I mentioned Lolita in a negative aspect a while back, yet that does not mean I think it is not beautiful—nor that I do not think Nabokov was a great poet. Today, another Nabokov work is salient: Pale Fire. I have noted before that in Pale Fire there is a poem, composed with an esoterically significant number, and that the poem’s author has a heart attack and goes to a place where cells interlink within cells interlink…and this was used in Blade Runner 2049 as a voice clip for the updated Voight-Kampff test to see if you are human.


I also noted recently that the popular notion that “the bees are disappearing” refers not to biological bees but to those who love wisdom—those who were referred to long ago in Babylon, more recently by the Christian bishop Mar Salomon, as “bees”. The men who gather the honey of wisdom. The picture above is an obol placed with a corpse in ancient Greece to pay Charon the ferryman when you reach the far side—it depicts a bee; and the ancient Celts, the Druids, who went right back to Indo-Aryan times and were related to the Brahmins, said that the bees come from paradise—modern materialists interpret that to mean they were very grateful for the sweet honey, yet they are quite incorrect.

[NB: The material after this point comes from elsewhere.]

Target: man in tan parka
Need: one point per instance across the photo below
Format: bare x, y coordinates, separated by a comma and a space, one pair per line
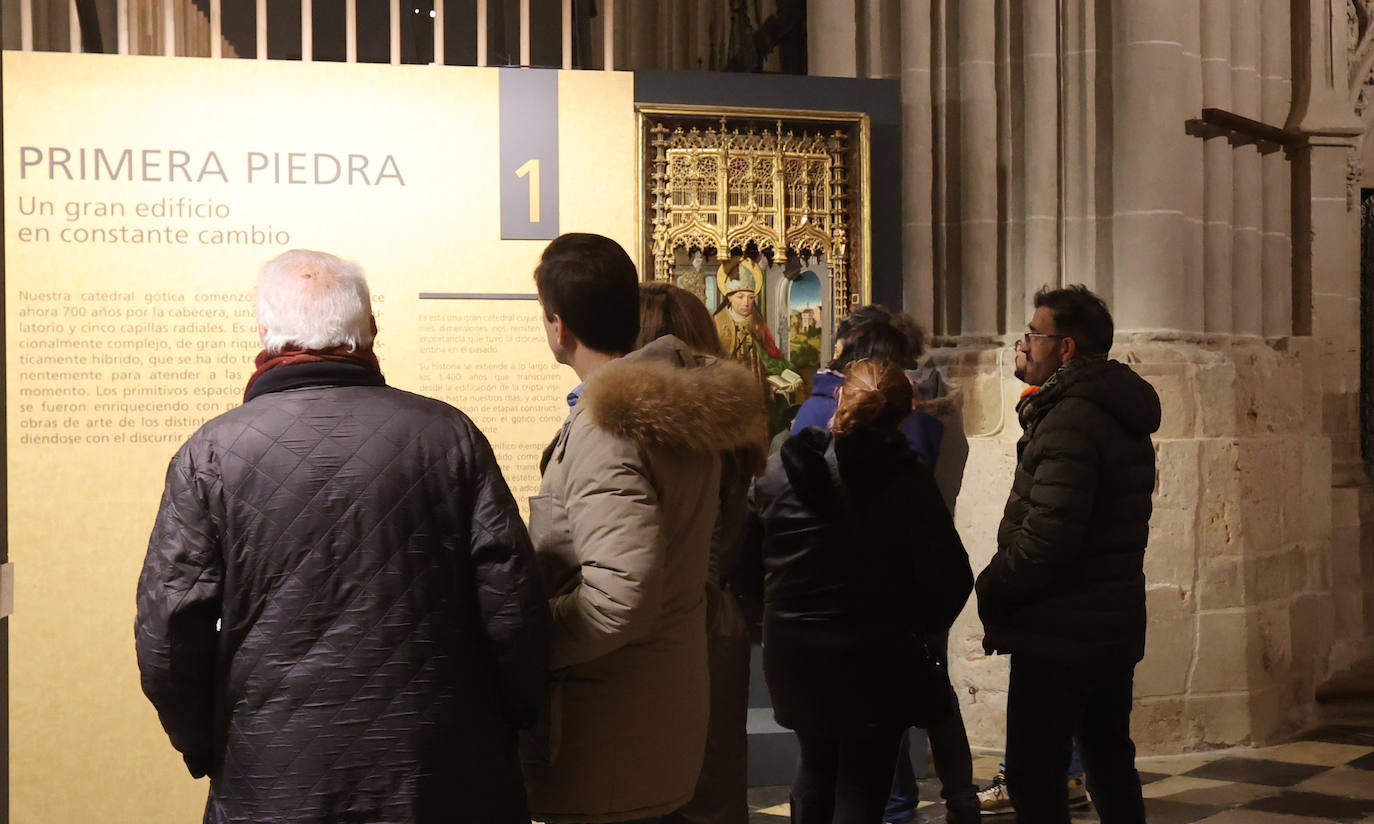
621, 530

Heaven is the hive—it is the house of many mansions, so described by Jesus. Cells interlink cells interlink—so on to infinity, as were the old monks in their cells. Those who work for wisdom gather their honey to inhabit their cell, to return to the hive—wisdom gathered on earth is the sweetness that makes the home in Heaven. Today this has a Christian complexion, but it goes back beyond Christianity. And Nabokov knew in our day, in his pale fire, hence it was included in Blade Runner—a series that includes many Gnostic Christian themes. What is hidden from us today: honey is an unknown quality.